One hundred and ninety eight (80.8%) knew that triangle colour codes on agrochemical containers represent degree of toxicity of the agrochemicals. Ninety eight (41.5%) knew that the most dangerous triangle colour code was purple. Those who did not know the meaning of any triangle colour code of agrochemical were more than 2 times (OR 2.03; 95% CI: 1.02 – 4.03) likely to have abnormal cholinesterase activity (19.7%, n=46) than those who were knowledgeable (Table 1
Two hundred and eleven (85.8%) of the respondents knew and agreed that they were at risk of agrochemical exposures.
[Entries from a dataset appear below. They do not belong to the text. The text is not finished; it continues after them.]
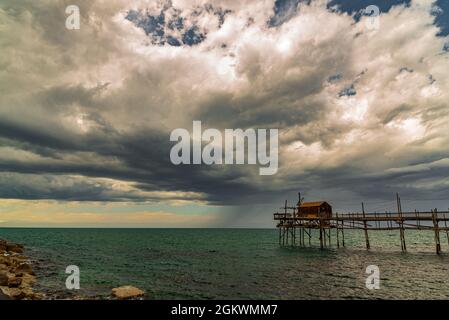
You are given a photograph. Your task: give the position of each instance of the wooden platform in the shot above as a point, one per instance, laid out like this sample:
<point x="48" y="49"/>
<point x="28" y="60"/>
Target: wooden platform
<point x="295" y="229"/>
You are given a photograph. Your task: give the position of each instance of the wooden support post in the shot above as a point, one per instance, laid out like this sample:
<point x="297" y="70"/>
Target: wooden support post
<point x="280" y="228"/>
<point x="338" y="239"/>
<point x="365" y="227"/>
<point x="445" y="226"/>
<point x="321" y="238"/>
<point x="401" y="223"/>
<point x="437" y="231"/>
<point x="302" y="236"/>
<point x="310" y="237"/>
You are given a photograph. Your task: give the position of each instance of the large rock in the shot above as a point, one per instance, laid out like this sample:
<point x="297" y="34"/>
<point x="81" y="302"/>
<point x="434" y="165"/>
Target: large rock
<point x="4" y="278"/>
<point x="127" y="292"/>
<point x="25" y="268"/>
<point x="14" y="293"/>
<point x="14" y="247"/>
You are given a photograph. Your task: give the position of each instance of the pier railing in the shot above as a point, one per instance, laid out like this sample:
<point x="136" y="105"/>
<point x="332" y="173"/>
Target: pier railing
<point x="290" y="223"/>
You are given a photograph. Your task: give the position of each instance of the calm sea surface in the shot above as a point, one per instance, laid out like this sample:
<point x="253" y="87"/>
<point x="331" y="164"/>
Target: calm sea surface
<point x="234" y="264"/>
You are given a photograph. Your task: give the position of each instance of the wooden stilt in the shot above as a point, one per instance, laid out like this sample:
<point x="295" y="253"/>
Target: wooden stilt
<point x="338" y="239"/>
<point x="445" y="226"/>
<point x="365" y="227"/>
<point x="401" y="224"/>
<point x="437" y="231"/>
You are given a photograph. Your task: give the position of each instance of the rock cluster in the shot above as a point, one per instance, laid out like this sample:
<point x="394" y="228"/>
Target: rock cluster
<point x="16" y="274"/>
<point x="127" y="292"/>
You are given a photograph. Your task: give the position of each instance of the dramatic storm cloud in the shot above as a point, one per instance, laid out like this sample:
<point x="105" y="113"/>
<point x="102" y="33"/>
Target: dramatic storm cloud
<point x="86" y="115"/>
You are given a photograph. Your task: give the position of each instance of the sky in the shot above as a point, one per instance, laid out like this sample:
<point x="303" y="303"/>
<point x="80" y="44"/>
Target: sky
<point x="86" y="115"/>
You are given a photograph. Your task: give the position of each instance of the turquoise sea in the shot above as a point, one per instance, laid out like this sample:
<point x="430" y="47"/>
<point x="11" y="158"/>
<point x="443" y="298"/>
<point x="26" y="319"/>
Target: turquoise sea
<point x="234" y="264"/>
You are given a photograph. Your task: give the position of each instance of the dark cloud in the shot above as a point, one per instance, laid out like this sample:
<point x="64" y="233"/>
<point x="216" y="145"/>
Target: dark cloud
<point x="88" y="116"/>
In addition, the respondents knew that personal protective equipment (PPE) could protect them from agrochemical exposure (95.5%), periodic medical checks were beneficial (98.4%), reporting ill health to management was beneficial (91.1%) and that health education on agrochemicals was beneficial (97.6%). The perceived barriers to avoiding agrochemical exposure were the unavailability of alternative jobs (75%), management not adequately protecting workers (54%), PPE not provided (29%), fear by farm workers to report ill health to management (18%) and PPE causing discomforts and therefore could not use them (15%).
Twenty five (22.5%) reported to management when they got ill, 44 (39.6%) visited health facilities, 25 (22.5%) did nothing, whilst 6 (5.4%) treated themselves with drugs. The commonly implicated agrochemicals were Gramaxone 60 (36.6%), Tamarone 40 (24.4%), Monochrotophos 23 (14.0%), Rogor 20 (12.2%), Karate 20 (12.2%) and Dimethoate 19 (11.6%).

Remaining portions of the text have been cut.